In this study, this research gap was addressed by creating complex match-play scenarios in which female athletes executed a 90° COD task in response to a real opponent, while systematically elevating cognitive demand across 4 levels by increasing the number of available movement options. It is noteworthy to add that only CODs to one side were analyzed, while the remaining movement options served to increase the cognitive demands. The secondary aim was to determine whether football-specific expertise influences biomechanical responses to progressively elevated cognitive demands.
Contrary to our expectations, no significant main condition effects were found for peak knee abduction angles, knee flexion angles at IC, or for peak knee abduction moments. However, a trend toward increased peak knee abduction moments were found with increasing cognitive demands. This is in line with findings from a recently published meta-analyses^21^, which compared anticipated and unanticipated CODs in physically active individuals. Although this meta-analysis reported no significant pooled effect of anticipation, more than half of the included studies revealed higher knee abduction moments in unanticipated conditions^21^. For instance, Bill et al. (2022) showed higher knee abduction moments when participants reacted to a movement of a real opponent compared to anticipated trials^18^. In another study, Lee et al. (2013) showed that unanticipated trials elicited by video-animated opponents produced elevated knee abduction moments, but interestingly even higher moments were observed in arrow‐cued COD maneuvers^17^. The authors suggested that ecologically valid match-play stimuli, such as video-based opponents, may prolong the athlete’s ATR by providing earlier visual cues about the intended direction^17^. Conversely, the cognitive demands required to interpret complex visual information and to generate an appropriate motor response are likely to be higher than for simple artificial stimuli^14^.

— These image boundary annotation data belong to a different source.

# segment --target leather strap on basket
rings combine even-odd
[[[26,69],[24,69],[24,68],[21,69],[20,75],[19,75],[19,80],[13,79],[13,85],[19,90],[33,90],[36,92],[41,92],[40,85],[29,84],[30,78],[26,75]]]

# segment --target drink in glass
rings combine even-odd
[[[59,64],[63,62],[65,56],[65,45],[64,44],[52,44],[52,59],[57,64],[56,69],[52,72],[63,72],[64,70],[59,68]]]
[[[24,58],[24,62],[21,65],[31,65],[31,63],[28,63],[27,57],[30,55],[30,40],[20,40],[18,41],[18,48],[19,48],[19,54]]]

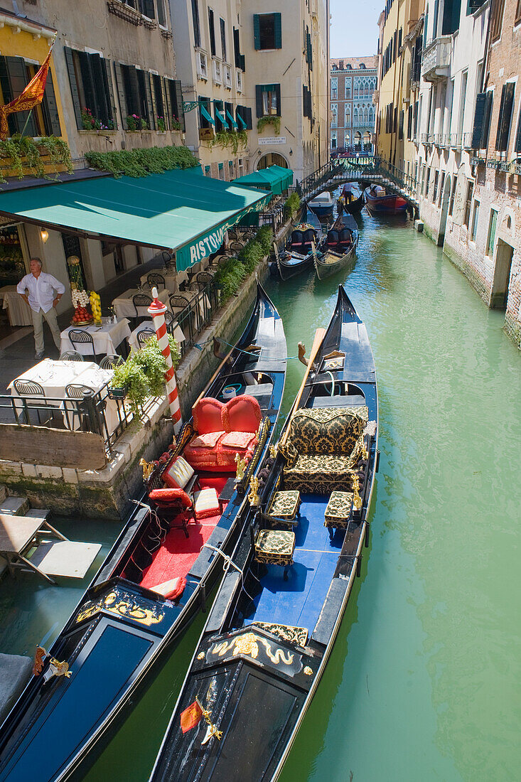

One possible explanation for the absence of significant main condition effects at the knee joint level in our study may therefore lie in the characteristics of the ATR. Previous studies identified an ATR of around 600 ms to be required to differentiate unanticipated from anticipated CODs at an approach speed of 4.0 m/s^21^. Accordingly, consistency of ATR and approach speed across the conditions was confirmed by good ICCs and no condition effects for all control parameters. However, while ATR_Ball_ remained within the predefined range of 300–600 ms, ATR_Opp_–defined as the time from the initial movement of the opponent’s kicking foot to the participant’s IC on the force plate–was between 700 and 750 ms. Accordingly, the resulting ATR in the respective trials may have varied depending on whether the participants focused on the opponent’s body movement or the ball trajectory to obtain visual cues for the requested movement option. It can therefore be speculated that the prolonged ATR_Opp_ may have diminished condition effects on several biomechanical outcomes, including knee joint mechanics.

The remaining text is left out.